Though very much modelled on that winning Borderlands template of a cartoon styled first-person shooter with scope for some cracking co-op, Battleborn also promises to be something a little different. You see, it’s also taking some fresh cues from a variety of other genres, most notably the massively online battle arena (MOBA) which led some people to assume that this would be what the
game is about. Not so according to Gearbox; instead it’s a co-op shooter with additional online competition to consider.
Those MOBA themes will apply to the objective led gameplay and some of the arenas you’ll find yourself fighting in during the game’s set piece moments. Likewise the first multiplayer mode shown off, Incursion, also echoes some MOBA styles crucially how each player in this five-on-five showdown starts off equal but is free to quickly level up through twenty layers of upgrades and abilities, therefore changing the battlefield with almost every decision.
The core game does still reflect much of what made Borderlands so enjoyable, though, with a distant planet once again under threat and a disparate band of anti-heroes teaming up to save the day. You’ll be able to play the campaign in five-player co-op, although how things will pan out into single-player remains to be seen. But certainly the range of characters here could be seen to echo those of
Pandora’s finest, with a tank, samurai, warrior and so on.

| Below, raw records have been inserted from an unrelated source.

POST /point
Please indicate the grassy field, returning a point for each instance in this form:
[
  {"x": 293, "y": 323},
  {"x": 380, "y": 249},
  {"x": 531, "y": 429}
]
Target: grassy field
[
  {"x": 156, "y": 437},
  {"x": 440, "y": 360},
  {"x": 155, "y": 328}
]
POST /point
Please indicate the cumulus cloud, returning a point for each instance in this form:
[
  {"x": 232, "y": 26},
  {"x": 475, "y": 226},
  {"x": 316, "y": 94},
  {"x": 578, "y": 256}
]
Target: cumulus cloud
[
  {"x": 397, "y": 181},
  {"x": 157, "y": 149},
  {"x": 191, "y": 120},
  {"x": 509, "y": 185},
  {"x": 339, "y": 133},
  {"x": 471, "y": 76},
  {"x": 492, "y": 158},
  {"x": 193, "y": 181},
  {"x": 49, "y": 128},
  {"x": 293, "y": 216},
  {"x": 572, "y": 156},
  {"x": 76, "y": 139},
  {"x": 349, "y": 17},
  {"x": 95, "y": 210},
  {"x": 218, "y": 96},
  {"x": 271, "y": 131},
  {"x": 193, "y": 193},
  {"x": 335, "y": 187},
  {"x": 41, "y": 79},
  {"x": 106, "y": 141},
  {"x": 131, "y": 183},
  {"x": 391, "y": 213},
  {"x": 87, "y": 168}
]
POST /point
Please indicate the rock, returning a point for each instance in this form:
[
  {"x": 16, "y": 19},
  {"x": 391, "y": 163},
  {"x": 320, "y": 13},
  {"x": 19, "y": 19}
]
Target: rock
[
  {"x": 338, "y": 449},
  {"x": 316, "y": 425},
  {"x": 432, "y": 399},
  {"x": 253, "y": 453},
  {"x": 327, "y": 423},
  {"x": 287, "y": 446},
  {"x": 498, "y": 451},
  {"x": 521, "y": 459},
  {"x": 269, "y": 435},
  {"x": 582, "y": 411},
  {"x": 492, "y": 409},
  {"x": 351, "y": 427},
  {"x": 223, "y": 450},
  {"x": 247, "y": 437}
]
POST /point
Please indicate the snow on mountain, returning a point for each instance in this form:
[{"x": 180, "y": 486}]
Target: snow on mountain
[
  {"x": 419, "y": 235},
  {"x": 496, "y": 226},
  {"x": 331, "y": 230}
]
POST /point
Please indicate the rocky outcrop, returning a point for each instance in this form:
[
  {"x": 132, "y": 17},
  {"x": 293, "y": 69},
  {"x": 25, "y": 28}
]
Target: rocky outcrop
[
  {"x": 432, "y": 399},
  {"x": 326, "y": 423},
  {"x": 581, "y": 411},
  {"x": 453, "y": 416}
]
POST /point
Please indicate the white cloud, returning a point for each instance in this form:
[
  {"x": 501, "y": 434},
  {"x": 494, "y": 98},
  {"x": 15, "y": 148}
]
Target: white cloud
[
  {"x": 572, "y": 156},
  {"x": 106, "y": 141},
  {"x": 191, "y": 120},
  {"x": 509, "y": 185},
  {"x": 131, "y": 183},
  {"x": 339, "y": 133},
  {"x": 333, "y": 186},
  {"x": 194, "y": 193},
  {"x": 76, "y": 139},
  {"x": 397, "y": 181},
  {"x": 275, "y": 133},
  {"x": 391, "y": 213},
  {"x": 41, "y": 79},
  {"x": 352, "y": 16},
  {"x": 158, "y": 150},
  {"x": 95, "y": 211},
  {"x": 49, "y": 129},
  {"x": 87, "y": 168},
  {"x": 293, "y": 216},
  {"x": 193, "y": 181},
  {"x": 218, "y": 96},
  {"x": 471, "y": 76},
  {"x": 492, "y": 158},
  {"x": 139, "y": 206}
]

However, what makes Battleborn perhaps more interesting is the greater breadth of character and how each plays in their own unique way rather than simply feeling like the same FPS mechanics in a different outfit. The female warrior, for one, packs a bow and arrow, while we’ve seen two characters (the samurai and a woman looking like a Victorian princess) wielding swords into battle. Clearly differing skill sets and abilities will need to be maximised depending on who you play as, with new characters being unlocked and made playable as you progress.
There’s clearly some solid potential here and, with the fantastical setting and slightly quirky premise, Gearbox is one again free to let its creative juices flow and ideally sculpt something both hugely entertaining and just that little bit original. Well, as long as it doesn’t filter off funds to make Borderlands 3 and wind up outsourcing half of the game to lesser studios, that is.
CLASS ACT
One feature that could prove key to the game’s long-term appeal is the variety of characters on offer and how they, along with other areas of the game, draw on other genres away from your usual FPS fodder. The female warrior could have come straight out of Skyrim or some other fantasy title, while the steampunk gentleman robot would have looked right at home in Dishonored or BioShock Infinite.
The tank character (with the weirdest head-to-body size ratio we’ve ever seen) is an FPS staple, for sure, but with other characters echoing hack and slash titles or classic action-adventures there should be something for just about everyone. And if those genres are also blended into the game world (we’d imagine RPG-style looting and detailed customisation are shoo ins) then Battleborn could well be an intriguing hybrid of all that’s good in modern, and possibly future, gaming.